Personal information
- Born: 14 January 1969 (age 57)

Playing information
- Position: Hooker
Club
| Years | Team | Pld | T | G | FG | P |
| 1995–98 | North Sydney Bears | 43 | 2 | 0 | 0 | 8 |
| 1999–00 | Wigan Warriors | 18 | 5 | 0 | 0 | 20 |
|  | Total | 61 | 7 | 0 | 0 | 28 |
- Source:

= Mark Reber =

Australian rugby league footballer

Mark Reber (born 14 January 1969) is a former professional rugby league footballer who played for North Sydney in the ARL and NRL, and Wigan in the Super League.

==Playing career==
He then switched to rugby league and made his first grade debut for North Sydney in round 20 of the 1995 ARL season against Western Suburbs at North Sydney Oval. In the same year, he played in North Sydney's elimination final loss against the Newcastle Knights at Parramatta Stadium.

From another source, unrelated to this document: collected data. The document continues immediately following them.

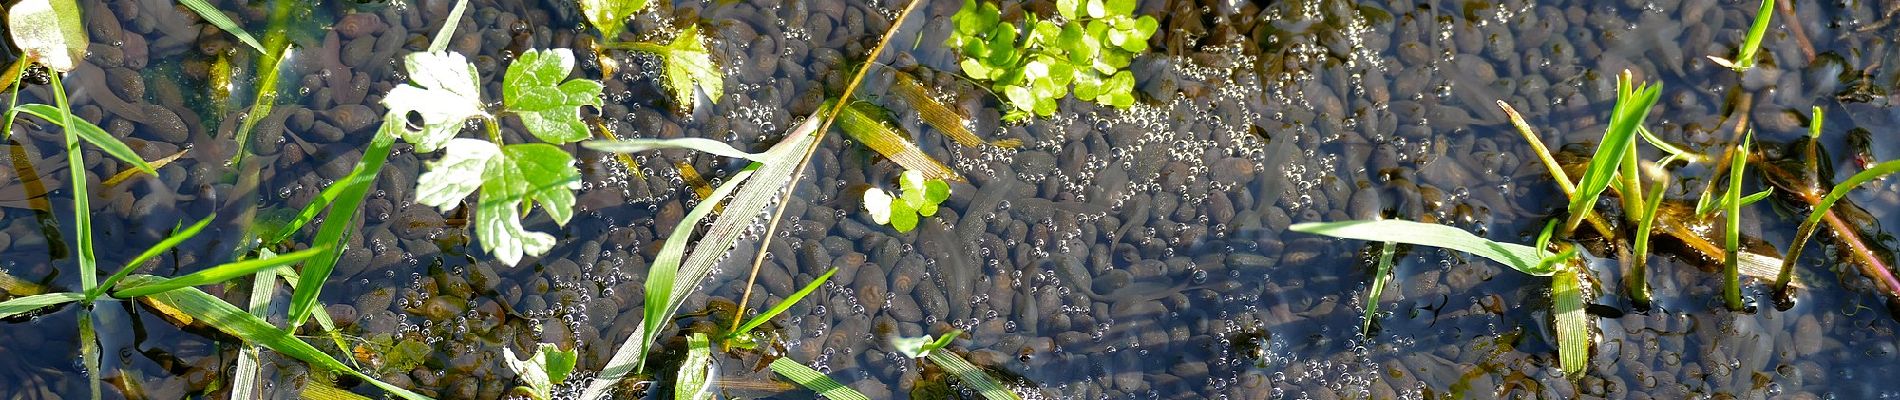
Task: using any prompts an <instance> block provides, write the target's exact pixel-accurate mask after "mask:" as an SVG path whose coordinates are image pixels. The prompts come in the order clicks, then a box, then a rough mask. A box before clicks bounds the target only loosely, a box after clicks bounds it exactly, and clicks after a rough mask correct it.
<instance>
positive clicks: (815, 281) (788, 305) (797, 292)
mask: <svg viewBox="0 0 1900 400" xmlns="http://www.w3.org/2000/svg"><path fill="white" fill-rule="evenodd" d="M832 273H838V267H832V269H830V271H825V275H819V279H813V281H811V282H809V284H806V286H804V288H800V290H798V292H792V296H785V301H779V303H777V305H771V309H766V313H758V315H756V317H752V318H750V320H747V322H745V324H743V326H739V328H737V330H733V332H731V336H745V334H747V332H752V328H758V326H760V324H766V322H768V320H771V317H779V315H781V313H785V311H787V309H792V305H794V303H798V300H804V298H806V296H809V294H811V292H813V290H819V286H825V281H830V275H832Z"/></svg>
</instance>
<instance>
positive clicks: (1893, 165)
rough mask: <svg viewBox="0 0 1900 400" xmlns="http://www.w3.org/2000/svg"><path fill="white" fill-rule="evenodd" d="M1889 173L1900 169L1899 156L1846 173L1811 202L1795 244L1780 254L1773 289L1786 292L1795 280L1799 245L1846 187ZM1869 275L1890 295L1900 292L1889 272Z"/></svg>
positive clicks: (1816, 226) (1818, 223)
mask: <svg viewBox="0 0 1900 400" xmlns="http://www.w3.org/2000/svg"><path fill="white" fill-rule="evenodd" d="M1892 173H1900V159H1892V161H1883V163H1875V165H1873V167H1868V169H1866V171H1860V173H1856V174H1854V176H1849V178H1847V180H1843V182H1841V184H1835V186H1834V190H1830V191H1828V195H1826V197H1822V199H1820V203H1816V205H1815V209H1813V210H1811V212H1809V214H1807V220H1803V222H1801V227H1797V229H1796V233H1794V245H1790V246H1788V256H1786V258H1782V264H1780V273H1778V275H1777V277H1775V286H1777V290H1780V292H1788V282H1790V281H1794V262H1796V260H1799V258H1801V248H1805V246H1807V241H1809V239H1811V237H1815V227H1818V226H1820V220H1822V218H1824V216H1828V214H1830V209H1834V203H1837V201H1841V199H1843V197H1847V191H1853V190H1854V188H1860V186H1862V184H1866V182H1873V180H1877V178H1885V176H1887V174H1892ZM1868 277H1870V279H1873V281H1875V282H1879V284H1881V288H1885V290H1887V294H1889V296H1896V294H1900V282H1896V281H1894V275H1892V273H1887V275H1873V273H1870V275H1868Z"/></svg>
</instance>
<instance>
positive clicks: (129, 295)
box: [112, 246, 331, 298]
mask: <svg viewBox="0 0 1900 400" xmlns="http://www.w3.org/2000/svg"><path fill="white" fill-rule="evenodd" d="M329 250H331V248H329V246H315V248H308V250H298V252H287V254H281V256H274V258H258V260H243V262H234V264H224V265H217V267H207V269H203V271H196V273H190V275H184V277H175V279H165V281H158V282H144V284H127V286H125V288H120V290H118V292H112V296H114V298H139V296H152V294H160V292H167V290H177V288H190V286H199V284H213V282H224V281H232V279H237V277H243V275H255V273H258V271H266V269H274V267H281V265H291V264H298V262H302V260H306V258H314V256H317V254H325V252H329Z"/></svg>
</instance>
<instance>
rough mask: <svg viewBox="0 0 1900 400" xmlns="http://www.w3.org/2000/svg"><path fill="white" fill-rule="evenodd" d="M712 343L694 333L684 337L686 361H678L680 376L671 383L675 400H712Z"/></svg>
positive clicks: (685, 360) (715, 369)
mask: <svg viewBox="0 0 1900 400" xmlns="http://www.w3.org/2000/svg"><path fill="white" fill-rule="evenodd" d="M716 368H718V366H712V341H711V339H707V334H699V332H693V336H688V337H686V360H680V375H678V379H675V381H673V398H676V400H712V373H714V372H716Z"/></svg>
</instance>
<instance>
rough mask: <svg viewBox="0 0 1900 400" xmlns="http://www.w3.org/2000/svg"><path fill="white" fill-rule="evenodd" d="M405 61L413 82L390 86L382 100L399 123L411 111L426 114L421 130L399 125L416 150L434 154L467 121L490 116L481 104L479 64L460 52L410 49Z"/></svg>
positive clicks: (403, 58)
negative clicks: (389, 92)
mask: <svg viewBox="0 0 1900 400" xmlns="http://www.w3.org/2000/svg"><path fill="white" fill-rule="evenodd" d="M403 63H405V64H407V66H409V80H410V83H405V85H397V87H395V89H390V95H388V97H384V99H382V104H384V106H386V108H390V119H393V121H397V123H403V121H409V114H410V112H414V114H416V116H420V118H422V129H418V131H410V129H409V127H403V129H397V133H401V136H403V140H409V142H410V144H416V152H420V154H431V152H435V150H437V148H441V146H443V144H447V142H448V138H454V136H456V133H460V131H462V125H464V121H467V119H469V118H481V116H488V112H485V110H483V106H481V85H479V83H481V82H479V76H477V72H475V64H469V63H467V59H466V57H462V55H460V53H454V51H445V53H409V57H403Z"/></svg>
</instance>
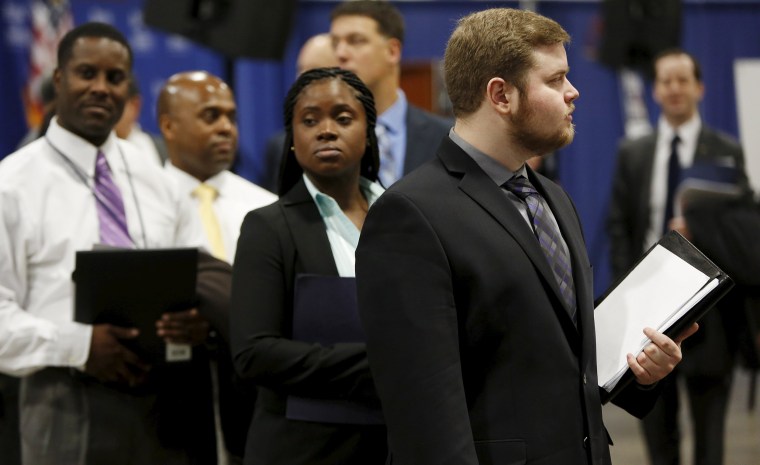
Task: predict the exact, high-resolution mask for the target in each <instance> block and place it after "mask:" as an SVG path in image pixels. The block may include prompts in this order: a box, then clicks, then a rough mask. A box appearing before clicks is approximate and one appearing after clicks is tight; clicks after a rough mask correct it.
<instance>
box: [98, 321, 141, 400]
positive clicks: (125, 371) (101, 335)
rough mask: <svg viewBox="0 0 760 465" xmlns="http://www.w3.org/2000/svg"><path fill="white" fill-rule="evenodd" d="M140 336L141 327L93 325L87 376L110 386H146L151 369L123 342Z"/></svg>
mask: <svg viewBox="0 0 760 465" xmlns="http://www.w3.org/2000/svg"><path fill="white" fill-rule="evenodd" d="M139 333H140V332H139V331H138V330H137V328H122V327H120V326H114V325H110V324H108V323H101V324H97V325H93V327H92V339H91V341H90V354H89V356H88V357H87V363H86V364H85V366H84V371H85V373H87V374H89V375H91V376H94V377H95V378H97V379H99V380H100V381H103V382H106V383H124V384H128V385H130V386H137V385H140V384H142V383H143V382H144V381H145V380H146V378H147V375H148V371H149V370H150V366H149V365H148V364H147V363H145V362H144V361H143V360H141V359H140V357H138V356H137V354H135V353H134V352H132V351H131V350H129V349H128V348H127V347H126V346H125V345H124V344H122V342H121V340H129V339H134V338H136V337H137V336H138V334H139Z"/></svg>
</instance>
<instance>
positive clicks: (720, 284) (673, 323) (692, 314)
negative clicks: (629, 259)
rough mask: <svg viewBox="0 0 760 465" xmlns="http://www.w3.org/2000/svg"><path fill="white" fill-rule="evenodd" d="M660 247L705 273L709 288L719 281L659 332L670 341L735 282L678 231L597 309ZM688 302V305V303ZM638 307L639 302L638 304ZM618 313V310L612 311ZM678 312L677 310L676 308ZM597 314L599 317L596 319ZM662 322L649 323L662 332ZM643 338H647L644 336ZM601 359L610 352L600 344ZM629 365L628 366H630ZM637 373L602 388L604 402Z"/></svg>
mask: <svg viewBox="0 0 760 465" xmlns="http://www.w3.org/2000/svg"><path fill="white" fill-rule="evenodd" d="M657 246H662V247H663V248H665V249H666V250H667V251H669V252H671V253H672V254H673V255H675V256H676V257H678V258H680V259H682V260H683V261H684V262H686V264H688V265H690V266H691V267H692V268H694V269H695V270H697V271H698V272H700V273H702V274H703V275H704V276H705V277H706V279H707V284H705V286H707V285H709V284H710V283H713V282H714V281H715V282H717V285H715V287H714V288H713V289H711V290H710V291H709V292H708V293H707V294H706V295H704V296H703V297H702V299H701V300H699V301H698V302H697V303H696V304H695V305H694V306H693V307H692V308H691V309H689V310H688V311H686V313H685V314H683V315H682V316H681V317H680V318H678V319H677V320H676V321H675V322H673V323H672V324H671V325H670V326H669V327H668V328H666V329H664V330H662V329H659V330H660V331H661V332H663V333H664V334H665V335H666V336H668V337H670V338H674V337H676V336H678V335H679V334H681V333H682V332H683V331H684V330H686V329H687V328H689V327H690V326H691V325H692V324H693V323H694V322H696V321H698V320H699V319H700V318H702V316H704V315H705V313H707V312H708V311H709V310H710V309H711V308H712V307H713V306H714V305H715V304H716V303H717V302H718V301H719V300H720V299H721V298H722V297H723V296H724V295H726V293H727V292H728V291H729V290H730V289H731V288H732V287H733V285H734V283H733V281H732V280H731V278H730V277H729V276H728V275H727V274H726V273H725V272H723V271H722V270H721V269H720V268H718V266H716V265H715V264H714V263H713V262H712V261H711V260H710V259H709V258H707V257H706V256H705V255H704V254H703V253H702V252H701V251H700V250H699V249H697V248H696V247H695V246H694V245H693V244H692V243H691V242H689V241H688V240H687V239H686V238H684V237H683V236H682V235H681V234H679V233H678V232H676V231H670V232H668V233H667V234H665V236H663V237H662V238H661V239H660V240H659V241H658V242H657V243H656V244H655V245H653V246H652V247H651V248H650V249H649V250H647V252H646V253H645V254H644V255H642V257H641V258H640V259H639V260H638V261H637V262H636V264H635V265H634V266H633V267H632V268H631V270H629V271H628V273H626V275H625V276H623V277H622V278H620V279H619V280H618V281H617V282H615V283H614V284H613V285H612V286H610V288H609V289H608V290H607V292H605V294H604V295H603V296H602V297H600V298H599V299H597V301H596V303H595V305H594V307H595V308H599V306H600V305H602V303H603V302H604V301H605V299H607V298H609V296H610V295H612V293H614V292H615V291H616V290H617V289H619V288H620V287H621V285H622V283H624V282H625V281H626V279H628V278H629V276H630V275H631V273H632V272H633V270H635V269H636V268H637V267H639V266H640V265H641V263H642V262H643V261H644V260H645V259H646V258H647V257H648V256H649V254H651V253H652V251H653V250H655V248H656V247H657ZM661 278H662V279H664V280H667V279H668V276H662V277H661ZM705 286H703V287H702V289H704V288H705ZM700 290H701V289H700ZM647 298H651V299H652V300H651V301H650V304H651V302H654V299H657V298H658V296H657V295H650V296H647ZM684 303H685V302H684ZM637 304H638V302H637ZM640 306H641V308H642V310H643V309H644V308H646V306H647V302H641V304H640ZM611 310H614V309H611ZM673 310H674V311H675V310H676V309H675V308H674V309H673ZM596 316H597V315H595V317H596ZM662 323H664V321H652V322H651V323H649V322H648V323H647V326H650V327H652V328H655V329H658V328H660V327H661V325H662ZM630 329H631V330H632V331H638V332H639V333H641V331H642V330H643V329H644V327H643V326H642V327H641V328H630ZM596 330H597V332H599V331H600V328H599V324H597V328H596ZM642 338H644V336H643V335H642ZM598 339H599V334H597V340H598ZM637 349H638V348H637V347H631V348H630V350H628V352H631V353H634V354H636V353H637ZM596 350H597V359H599V357H600V355H603V356H606V355H607V352H605V350H606V348H605V347H599V346H598V345H597V348H596ZM626 366H627V365H626ZM634 379H635V378H634V376H633V372H631V370H630V368H628V369H627V370H626V372H625V373H624V374H623V376H622V377H621V378H620V380H619V381H618V382H617V384H616V385H615V386H614V387H613V388H612V389H611V390H607V389H604V388H602V389H601V398H602V403H607V402H609V401H610V400H611V399H612V398H613V397H615V396H616V395H617V394H618V393H619V392H620V391H621V390H622V389H623V388H625V386H626V385H627V384H629V383H630V382H632V381H633V380H634ZM604 381H605V380H602V379H600V380H599V383H600V386H603V384H604Z"/></svg>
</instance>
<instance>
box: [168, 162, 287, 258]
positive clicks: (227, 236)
mask: <svg viewBox="0 0 760 465" xmlns="http://www.w3.org/2000/svg"><path fill="white" fill-rule="evenodd" d="M164 169H165V170H166V173H167V174H169V176H170V177H171V178H172V179H173V180H174V183H175V186H176V187H177V189H178V193H179V195H180V196H184V197H186V198H187V199H189V200H190V201H191V202H192V203H193V205H194V206H195V209H194V213H195V215H196V217H198V215H199V213H198V205H199V203H200V201H199V200H198V199H197V198H196V197H195V196H194V195H193V191H194V190H195V188H196V187H198V185H200V184H201V181H199V180H198V179H197V178H195V177H193V176H191V175H190V174H188V173H186V172H184V171H182V170H181V169H179V168H177V167H176V166H174V165H172V164H171V163H169V162H167V163H166V165H164ZM206 184H209V185H211V186H213V187H214V188H215V189H216V190H217V192H218V193H219V196H218V197H217V198H216V200H214V205H213V208H214V213H215V214H216V218H217V220H218V221H219V227H220V229H221V233H222V241H223V242H224V252H225V255H226V259H227V261H228V262H229V263H232V262H233V261H234V260H235V251H236V250H237V240H238V236H239V235H240V225H242V224H243V218H245V215H246V214H247V213H248V212H249V211H251V210H255V209H257V208H261V207H264V206H266V205H269V204H270V203H272V202H275V201H276V200H277V196H276V195H274V194H273V193H271V192H269V191H268V190H266V189H264V188H261V187H259V186H257V185H255V184H253V183H251V182H249V181H247V180H245V179H244V178H242V177H240V176H238V175H236V174H235V173H231V172H229V171H222V172H221V173H219V174H217V175H216V176H214V177H212V178H209V179H207V180H206ZM197 224H198V225H199V226H200V227H201V228H202V225H201V224H200V220H199V221H198V222H197ZM200 234H202V235H203V237H204V238H205V237H206V236H205V234H204V233H203V230H202V229H201V230H200ZM204 245H205V248H206V249H207V250H211V248H210V246H209V244H208V241H206V240H205V239H204Z"/></svg>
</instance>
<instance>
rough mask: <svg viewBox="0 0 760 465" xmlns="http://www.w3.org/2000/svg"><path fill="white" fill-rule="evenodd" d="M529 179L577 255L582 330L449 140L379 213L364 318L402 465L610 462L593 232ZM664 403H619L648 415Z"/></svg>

In the 1996 ARL season, Reber only made one appearance for the first grade team which came against the Western Reds in round 11 at North Sydney Oval.

Reber started at Hooker in the 1997 preliminary final between the North Sydney Bears and the Newcastle Knights. Newcastle won the match 17–12.

The next season, Reber made 25 appearances for Norths and was in the sides that lost both finals matches in succession. In 1999, Reber joined Wigan where he made 18 appearances over 2 seasons.